A state government watchdog group Thursday called on House Speaker Bobby Harrell of Charleston to step down as speaker while an inquiry into accusations he used his office and campaign account for personal gain is ongoing.

John Crangle, the executive director of S.C. Common Cause, said the group’s board will decide whether to ask Harrell to resign his office permanently after more information is known from a South Carolina Law Enforcement Division inquiry.

Crangle said the board Thursday also delayed a decision on whether to ask state Attorney General Alan Wilson to recuse himself in a prospective Harrell investigation.

Harrell’s spokesman Greg Foster called Common Cause part of an effort to smear the House speaker.

“It is irrelevant what a biased political group pushing a long standing agenda says about this issue,” Foster said in a statement. “Speaker Harrell is in full compliance with the provisions of our state’s ethics act and no credible group has suggested otherwise. Obviously, this is just another misguided attempt by a politically motivated group to smear Speaker Harrell’s name while advancing their biased agenda in the media.”

Wilson’s office has said he will not recuse himself.

Wilson earlier this week returned a $3,500 donation from Harrell’s campaign account and another $3,500 contribution from the Palmetto Leadership Council, a committee Harrell is affiliated with. Crangle has raised questions as to whether the $3,500 contribution from Harrell to Wilson for his 2011 inaugural gala was legal.

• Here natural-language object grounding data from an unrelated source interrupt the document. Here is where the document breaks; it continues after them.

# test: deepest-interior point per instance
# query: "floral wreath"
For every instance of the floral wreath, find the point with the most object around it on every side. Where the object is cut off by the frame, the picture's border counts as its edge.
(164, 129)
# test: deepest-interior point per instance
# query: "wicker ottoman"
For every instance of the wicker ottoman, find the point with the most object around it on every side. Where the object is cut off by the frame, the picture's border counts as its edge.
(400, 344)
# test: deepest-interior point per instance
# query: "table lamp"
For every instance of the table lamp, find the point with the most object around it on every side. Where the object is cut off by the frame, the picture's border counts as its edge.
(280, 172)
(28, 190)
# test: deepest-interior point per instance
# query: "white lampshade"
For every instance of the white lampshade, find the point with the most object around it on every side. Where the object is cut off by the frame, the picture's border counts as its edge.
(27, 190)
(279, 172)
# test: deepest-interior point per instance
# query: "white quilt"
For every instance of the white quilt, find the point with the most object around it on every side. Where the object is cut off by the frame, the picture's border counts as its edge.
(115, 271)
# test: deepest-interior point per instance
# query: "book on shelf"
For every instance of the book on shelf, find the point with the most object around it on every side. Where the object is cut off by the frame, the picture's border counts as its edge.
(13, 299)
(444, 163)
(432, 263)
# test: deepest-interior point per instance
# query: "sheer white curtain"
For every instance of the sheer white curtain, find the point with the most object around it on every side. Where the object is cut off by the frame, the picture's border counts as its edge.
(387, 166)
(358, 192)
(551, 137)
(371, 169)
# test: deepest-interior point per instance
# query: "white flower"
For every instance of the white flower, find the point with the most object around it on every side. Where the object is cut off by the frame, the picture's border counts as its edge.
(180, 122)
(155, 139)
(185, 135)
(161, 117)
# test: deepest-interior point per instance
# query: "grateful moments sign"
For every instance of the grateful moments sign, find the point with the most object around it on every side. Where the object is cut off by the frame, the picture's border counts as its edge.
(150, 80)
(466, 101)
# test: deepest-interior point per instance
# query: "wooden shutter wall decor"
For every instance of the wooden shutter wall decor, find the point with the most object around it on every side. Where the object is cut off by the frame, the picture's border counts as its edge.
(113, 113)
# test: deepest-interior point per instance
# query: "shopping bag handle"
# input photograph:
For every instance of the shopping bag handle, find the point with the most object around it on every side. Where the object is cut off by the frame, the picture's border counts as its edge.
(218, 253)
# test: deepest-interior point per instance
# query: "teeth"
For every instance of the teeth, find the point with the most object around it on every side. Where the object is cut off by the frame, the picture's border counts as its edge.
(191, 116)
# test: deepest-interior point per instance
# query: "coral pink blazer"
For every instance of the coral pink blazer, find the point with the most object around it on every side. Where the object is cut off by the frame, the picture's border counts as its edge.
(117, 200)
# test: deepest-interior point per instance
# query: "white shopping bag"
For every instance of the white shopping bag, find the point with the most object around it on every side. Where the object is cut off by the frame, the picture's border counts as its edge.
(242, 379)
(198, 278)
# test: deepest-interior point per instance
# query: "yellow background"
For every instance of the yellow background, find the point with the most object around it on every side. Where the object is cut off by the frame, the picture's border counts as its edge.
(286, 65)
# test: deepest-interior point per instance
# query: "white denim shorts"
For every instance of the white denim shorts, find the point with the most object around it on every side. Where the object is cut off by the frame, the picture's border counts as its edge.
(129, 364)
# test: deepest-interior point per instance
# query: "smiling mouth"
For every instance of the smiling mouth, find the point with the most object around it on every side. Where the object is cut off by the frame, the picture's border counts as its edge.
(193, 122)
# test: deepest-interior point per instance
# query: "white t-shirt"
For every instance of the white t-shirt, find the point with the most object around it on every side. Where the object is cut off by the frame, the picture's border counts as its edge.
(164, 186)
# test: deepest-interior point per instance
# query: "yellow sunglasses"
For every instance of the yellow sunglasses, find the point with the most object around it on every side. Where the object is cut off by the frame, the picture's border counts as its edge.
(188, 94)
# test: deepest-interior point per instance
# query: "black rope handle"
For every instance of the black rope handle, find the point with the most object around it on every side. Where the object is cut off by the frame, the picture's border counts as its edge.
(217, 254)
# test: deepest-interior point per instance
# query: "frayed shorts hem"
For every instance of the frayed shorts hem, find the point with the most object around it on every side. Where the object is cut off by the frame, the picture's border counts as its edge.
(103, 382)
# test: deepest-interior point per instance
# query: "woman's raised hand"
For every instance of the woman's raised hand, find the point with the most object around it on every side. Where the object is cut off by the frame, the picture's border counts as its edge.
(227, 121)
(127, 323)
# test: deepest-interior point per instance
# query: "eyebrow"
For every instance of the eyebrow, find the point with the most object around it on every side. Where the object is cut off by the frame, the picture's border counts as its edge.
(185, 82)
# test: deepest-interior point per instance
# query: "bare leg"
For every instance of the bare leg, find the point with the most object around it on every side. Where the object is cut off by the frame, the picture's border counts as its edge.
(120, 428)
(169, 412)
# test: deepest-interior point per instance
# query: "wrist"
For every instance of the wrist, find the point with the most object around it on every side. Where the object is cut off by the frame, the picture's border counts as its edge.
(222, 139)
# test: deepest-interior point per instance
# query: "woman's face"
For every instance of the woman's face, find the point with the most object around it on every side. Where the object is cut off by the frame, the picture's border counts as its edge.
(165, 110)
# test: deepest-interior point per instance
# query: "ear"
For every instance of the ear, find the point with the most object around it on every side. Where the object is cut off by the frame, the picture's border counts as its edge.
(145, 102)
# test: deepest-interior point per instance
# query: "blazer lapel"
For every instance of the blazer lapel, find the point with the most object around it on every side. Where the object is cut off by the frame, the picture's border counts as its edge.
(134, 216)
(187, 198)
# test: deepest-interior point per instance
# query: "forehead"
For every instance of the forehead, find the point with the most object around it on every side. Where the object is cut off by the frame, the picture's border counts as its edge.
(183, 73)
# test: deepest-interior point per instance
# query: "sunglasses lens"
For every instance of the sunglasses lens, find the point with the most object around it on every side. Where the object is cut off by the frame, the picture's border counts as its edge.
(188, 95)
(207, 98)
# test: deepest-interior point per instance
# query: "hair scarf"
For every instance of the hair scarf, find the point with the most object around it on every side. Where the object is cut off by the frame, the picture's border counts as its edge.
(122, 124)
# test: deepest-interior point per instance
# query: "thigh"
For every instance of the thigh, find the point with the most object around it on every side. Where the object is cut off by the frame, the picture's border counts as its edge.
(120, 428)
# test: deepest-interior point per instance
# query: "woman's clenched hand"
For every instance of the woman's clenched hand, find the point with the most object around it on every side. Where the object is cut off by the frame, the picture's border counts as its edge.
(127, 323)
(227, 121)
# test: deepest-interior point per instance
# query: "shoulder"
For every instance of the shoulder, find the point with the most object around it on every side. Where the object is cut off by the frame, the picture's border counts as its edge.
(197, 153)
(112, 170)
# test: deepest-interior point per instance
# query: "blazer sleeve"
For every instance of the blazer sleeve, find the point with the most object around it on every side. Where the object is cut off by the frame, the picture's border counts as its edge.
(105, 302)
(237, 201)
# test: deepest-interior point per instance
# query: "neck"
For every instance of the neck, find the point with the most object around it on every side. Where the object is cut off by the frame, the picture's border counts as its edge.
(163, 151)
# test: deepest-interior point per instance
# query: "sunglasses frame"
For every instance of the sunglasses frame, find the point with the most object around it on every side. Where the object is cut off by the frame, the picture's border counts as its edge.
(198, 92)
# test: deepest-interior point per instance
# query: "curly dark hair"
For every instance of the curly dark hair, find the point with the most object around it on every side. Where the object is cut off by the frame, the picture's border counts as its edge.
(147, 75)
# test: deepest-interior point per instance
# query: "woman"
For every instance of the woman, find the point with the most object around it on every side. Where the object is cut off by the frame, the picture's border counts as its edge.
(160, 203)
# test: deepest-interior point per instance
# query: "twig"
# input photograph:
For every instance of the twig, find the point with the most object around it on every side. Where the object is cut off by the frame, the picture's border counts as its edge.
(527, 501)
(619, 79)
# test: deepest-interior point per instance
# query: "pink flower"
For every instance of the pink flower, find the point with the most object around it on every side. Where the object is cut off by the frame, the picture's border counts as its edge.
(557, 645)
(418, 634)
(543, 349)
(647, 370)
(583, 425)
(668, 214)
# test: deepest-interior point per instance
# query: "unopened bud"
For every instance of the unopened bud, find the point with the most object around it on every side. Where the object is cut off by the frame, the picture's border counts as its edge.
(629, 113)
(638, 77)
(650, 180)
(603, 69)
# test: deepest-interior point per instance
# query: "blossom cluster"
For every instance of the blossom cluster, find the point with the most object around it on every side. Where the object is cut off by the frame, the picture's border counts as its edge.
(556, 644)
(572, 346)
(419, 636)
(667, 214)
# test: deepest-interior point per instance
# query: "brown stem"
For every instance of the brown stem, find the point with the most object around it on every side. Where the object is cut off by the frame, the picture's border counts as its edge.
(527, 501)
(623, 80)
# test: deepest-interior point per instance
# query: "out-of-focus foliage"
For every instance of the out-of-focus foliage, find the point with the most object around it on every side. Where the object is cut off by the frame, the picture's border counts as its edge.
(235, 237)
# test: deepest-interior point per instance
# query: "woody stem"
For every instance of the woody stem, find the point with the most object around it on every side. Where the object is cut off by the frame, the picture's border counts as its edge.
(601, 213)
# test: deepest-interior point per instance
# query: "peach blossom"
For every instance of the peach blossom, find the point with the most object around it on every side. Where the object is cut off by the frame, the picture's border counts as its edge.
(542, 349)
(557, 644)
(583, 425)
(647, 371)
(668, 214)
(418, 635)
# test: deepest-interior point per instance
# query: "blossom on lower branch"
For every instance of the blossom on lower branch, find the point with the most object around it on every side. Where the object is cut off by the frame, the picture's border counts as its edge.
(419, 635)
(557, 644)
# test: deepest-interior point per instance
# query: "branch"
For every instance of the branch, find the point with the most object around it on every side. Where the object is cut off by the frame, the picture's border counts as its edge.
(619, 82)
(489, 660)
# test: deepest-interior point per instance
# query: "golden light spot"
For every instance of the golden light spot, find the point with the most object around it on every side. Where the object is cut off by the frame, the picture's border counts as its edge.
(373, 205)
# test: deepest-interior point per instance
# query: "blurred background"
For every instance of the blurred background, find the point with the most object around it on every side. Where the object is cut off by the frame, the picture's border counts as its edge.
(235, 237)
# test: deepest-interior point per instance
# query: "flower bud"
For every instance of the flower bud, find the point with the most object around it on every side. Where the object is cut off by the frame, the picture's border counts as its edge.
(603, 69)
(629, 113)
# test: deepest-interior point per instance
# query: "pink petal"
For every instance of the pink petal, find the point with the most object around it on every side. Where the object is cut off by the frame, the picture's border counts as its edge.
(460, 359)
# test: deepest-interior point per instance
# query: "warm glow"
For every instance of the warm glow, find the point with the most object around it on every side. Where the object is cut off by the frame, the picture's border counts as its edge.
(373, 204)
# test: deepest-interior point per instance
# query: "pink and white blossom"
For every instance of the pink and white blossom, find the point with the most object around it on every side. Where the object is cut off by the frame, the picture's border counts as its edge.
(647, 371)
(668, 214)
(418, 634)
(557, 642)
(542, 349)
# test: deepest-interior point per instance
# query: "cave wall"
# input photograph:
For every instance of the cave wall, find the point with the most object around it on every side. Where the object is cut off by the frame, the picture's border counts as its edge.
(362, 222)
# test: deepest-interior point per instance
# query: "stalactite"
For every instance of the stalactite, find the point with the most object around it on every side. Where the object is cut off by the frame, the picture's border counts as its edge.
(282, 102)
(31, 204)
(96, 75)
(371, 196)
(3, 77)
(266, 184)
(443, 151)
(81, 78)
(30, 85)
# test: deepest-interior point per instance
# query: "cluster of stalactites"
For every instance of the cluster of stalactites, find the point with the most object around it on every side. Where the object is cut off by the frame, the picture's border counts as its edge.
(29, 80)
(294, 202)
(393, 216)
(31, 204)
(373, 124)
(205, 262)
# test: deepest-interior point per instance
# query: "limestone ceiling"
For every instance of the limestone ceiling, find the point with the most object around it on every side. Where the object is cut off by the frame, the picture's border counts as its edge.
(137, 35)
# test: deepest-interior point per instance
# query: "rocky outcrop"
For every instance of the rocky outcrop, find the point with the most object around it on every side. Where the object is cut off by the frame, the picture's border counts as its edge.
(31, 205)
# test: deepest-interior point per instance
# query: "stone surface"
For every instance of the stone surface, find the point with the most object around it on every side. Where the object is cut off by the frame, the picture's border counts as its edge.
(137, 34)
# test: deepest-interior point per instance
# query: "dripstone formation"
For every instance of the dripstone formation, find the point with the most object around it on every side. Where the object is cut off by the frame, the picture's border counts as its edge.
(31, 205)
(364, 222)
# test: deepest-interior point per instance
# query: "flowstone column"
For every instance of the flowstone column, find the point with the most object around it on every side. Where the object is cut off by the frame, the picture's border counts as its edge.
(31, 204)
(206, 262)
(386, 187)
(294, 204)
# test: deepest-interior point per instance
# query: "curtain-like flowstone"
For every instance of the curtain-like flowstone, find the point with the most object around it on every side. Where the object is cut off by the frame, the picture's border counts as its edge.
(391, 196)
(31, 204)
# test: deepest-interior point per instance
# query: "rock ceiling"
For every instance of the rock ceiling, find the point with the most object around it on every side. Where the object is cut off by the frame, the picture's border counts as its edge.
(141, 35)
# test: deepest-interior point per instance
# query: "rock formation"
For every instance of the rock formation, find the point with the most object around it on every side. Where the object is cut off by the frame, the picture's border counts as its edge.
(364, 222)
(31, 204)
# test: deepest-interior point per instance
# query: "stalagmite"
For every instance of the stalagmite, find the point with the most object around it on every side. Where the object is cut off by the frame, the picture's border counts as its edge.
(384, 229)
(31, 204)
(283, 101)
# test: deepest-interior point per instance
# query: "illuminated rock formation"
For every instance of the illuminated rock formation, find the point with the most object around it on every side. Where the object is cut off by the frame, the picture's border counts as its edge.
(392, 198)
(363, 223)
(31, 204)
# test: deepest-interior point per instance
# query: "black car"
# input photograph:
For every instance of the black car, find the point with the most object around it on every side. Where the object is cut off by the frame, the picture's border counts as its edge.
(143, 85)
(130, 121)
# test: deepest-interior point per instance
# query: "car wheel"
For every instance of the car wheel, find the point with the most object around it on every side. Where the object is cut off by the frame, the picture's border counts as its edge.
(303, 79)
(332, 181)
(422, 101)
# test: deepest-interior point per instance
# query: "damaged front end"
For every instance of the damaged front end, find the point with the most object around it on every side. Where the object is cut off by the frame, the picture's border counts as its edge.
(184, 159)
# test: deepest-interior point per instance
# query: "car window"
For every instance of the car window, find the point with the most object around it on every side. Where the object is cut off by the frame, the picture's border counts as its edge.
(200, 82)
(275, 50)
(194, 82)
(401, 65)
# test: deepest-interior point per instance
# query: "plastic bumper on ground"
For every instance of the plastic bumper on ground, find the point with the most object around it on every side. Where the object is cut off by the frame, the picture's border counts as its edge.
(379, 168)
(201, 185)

State law bars contributions from one candidate’s campaign coffers to another candidate’s account. And Ethics Commission attorney Cathy Hazelwood said this week a candidate shouldn’t use his or her campaign funds for a donation to an event such as an inaugural gala because campaign expenditures “have to bear a fairly direct relationship to a candidate’s re-election or to the office they’re holding.” Harrell’s office has disputed that assessment.

This week, Wilson’s 2010 campaign chairman said the $3,500 from Harrell for the inaugural gala was among 10 to 15 contributions for the event that were mistakenly not disclosed on Wilson’s campaign disclosure forms.

The chairman, attorney Thad Westbrook, said the campaign will file an amended disclosure form that includes the previously missing contributions.

Wilson’s move to return the contributions from Harrell and the Palmetto Leadership Council came after the Republican attorney general last week referred an ethics complaint against Harrell to SLED.

Wilson explained in a statement this week that he was returning the contributions from Harrell and the Harrell-tied group “in an abundance of caution to avoid even the slightest appearance or impression that this office could be compromised in any way.”

Wilson will be in a position to pursue further investigation or prosecution of Harrell if SLED finds evidence to pursue.

Wilson asked the law enforcement agency last week to assign an agent to conduct an initial inquiry into criminal allegations against Harrell.

Among other things, the Republican House speaker has been accused of using his campaign account and office for personal gain by the leader of the S.C. Policy Council.